Meanwhile I downloaded and tried Cubase 7.5 and my old projects seem to load correctly, together with Hypersonic, inside the 32 bit version, while the 64 bit one, despite correctly detecting and listing Hypersonic, crashes at any attempt to actually load a project including that instrument.

I did not perform all the possible tests needed to be totally sure about my old projects, but I decided to take a little risk anyway. :]

Now I’m wondering about the best (and most correct) way to proceed, as I actually don’t need to download the Pro 11 installation file but I obviously don’t have the new Pro 11 “non-demo” license in the USB dongle.
I know I could go on using both Pro 11 and 7.5 with the demo license until it expires, but I guess I had better switch immediately to the new one I bought, just to be sure everything is ok.

Check out all the links Markus provided, closely before you activate and overwrite that SX key (if it does that?)

Wish I could be more help but I’ve never tried to roll back as far as SX. If the links Markus provided don’t answer enough questions, keep using your demo and contact Support if maintaining a path to use SX is still important to you.

In the least, convert your SX projects to the most compatible format for the newer versions before risking losing access to SX.

I can now confirm that the Cubase Pro 11 license lets me run also Cubase SX.
I’ve just launched the program with the dongle containing the Pro 11 trial license (I have not downloaded the purchased one yet) and it started straight away, without any… complaints.

The old SX key is on the other dongle, not the same one as the demo, right?

If so, you should be OK to activate the 11 key on the dongle that has the SX key.

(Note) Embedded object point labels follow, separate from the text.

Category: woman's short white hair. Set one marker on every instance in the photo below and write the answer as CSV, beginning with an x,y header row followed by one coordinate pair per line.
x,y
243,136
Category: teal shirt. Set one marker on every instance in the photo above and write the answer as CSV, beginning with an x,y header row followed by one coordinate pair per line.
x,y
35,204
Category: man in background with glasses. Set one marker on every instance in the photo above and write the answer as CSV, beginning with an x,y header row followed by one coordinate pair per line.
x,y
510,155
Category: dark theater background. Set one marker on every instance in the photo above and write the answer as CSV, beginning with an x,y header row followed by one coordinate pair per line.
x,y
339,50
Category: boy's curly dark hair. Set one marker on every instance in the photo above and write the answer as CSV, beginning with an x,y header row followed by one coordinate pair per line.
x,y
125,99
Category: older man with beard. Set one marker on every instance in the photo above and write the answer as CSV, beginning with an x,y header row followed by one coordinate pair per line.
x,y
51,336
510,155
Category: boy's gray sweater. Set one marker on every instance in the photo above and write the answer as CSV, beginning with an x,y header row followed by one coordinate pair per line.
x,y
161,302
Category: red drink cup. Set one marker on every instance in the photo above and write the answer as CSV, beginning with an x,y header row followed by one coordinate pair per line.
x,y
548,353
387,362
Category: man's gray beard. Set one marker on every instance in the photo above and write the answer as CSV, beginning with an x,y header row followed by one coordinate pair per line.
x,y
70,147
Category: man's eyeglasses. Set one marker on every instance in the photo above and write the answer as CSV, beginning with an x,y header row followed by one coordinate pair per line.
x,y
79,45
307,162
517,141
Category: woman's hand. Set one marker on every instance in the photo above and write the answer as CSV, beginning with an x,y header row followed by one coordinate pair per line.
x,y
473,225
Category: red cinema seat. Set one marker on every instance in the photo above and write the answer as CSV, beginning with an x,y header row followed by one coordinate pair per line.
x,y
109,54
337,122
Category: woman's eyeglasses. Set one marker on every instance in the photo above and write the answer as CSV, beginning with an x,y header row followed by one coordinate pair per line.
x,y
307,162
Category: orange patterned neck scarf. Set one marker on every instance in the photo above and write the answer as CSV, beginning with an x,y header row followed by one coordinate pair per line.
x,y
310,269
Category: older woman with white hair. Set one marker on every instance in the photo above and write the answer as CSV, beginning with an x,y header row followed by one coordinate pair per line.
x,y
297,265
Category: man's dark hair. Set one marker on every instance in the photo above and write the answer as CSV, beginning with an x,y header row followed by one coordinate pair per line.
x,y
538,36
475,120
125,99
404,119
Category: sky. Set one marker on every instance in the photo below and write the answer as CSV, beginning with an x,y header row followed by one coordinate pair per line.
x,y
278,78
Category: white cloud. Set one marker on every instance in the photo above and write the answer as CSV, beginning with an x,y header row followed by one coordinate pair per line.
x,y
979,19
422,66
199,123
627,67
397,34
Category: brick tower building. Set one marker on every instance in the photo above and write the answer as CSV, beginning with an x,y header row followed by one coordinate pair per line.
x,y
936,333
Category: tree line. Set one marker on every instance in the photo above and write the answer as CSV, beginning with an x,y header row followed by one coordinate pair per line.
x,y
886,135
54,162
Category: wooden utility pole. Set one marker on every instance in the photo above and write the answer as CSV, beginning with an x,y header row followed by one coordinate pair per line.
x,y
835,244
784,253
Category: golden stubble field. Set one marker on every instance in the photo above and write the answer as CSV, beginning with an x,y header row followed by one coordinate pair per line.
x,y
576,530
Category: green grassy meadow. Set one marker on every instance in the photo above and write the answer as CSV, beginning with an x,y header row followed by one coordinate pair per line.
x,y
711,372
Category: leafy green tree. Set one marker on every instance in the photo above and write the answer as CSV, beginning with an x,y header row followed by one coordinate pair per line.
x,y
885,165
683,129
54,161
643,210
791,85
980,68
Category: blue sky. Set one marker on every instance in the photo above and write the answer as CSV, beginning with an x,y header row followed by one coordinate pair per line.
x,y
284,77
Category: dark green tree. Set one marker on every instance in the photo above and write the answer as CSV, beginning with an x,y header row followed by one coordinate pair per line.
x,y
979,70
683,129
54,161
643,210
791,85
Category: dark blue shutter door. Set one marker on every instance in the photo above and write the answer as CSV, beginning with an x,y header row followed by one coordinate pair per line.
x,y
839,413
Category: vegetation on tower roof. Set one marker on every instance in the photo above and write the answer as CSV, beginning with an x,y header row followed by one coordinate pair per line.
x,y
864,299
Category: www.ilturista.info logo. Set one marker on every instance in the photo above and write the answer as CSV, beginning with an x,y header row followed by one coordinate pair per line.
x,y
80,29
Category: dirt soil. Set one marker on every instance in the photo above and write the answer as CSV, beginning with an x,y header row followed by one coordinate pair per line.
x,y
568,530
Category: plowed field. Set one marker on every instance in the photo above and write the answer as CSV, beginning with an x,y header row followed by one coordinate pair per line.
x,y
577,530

The SX key gets replaced, your demo key sticks around (even if it is on the same dongle as SX) and works until expired. Note, sometimes, to roll back, you ‘might’ also have to change eLisencer software versions as well.

I ask because ‘version upgrading’ usually replaces the old Cubase key with a brand new one. Seems like there are also cases where users must roll back have to get additional keys, or special installation instructions to ‘add’ to the dongle for some Steinberg things. Stienberg is usually really good with legacy support and roll back issues, it’s just good to know everything before bothering that SX key. Use the time left on your demo to become informed on the ifs and hows of rolling around between old and new versions.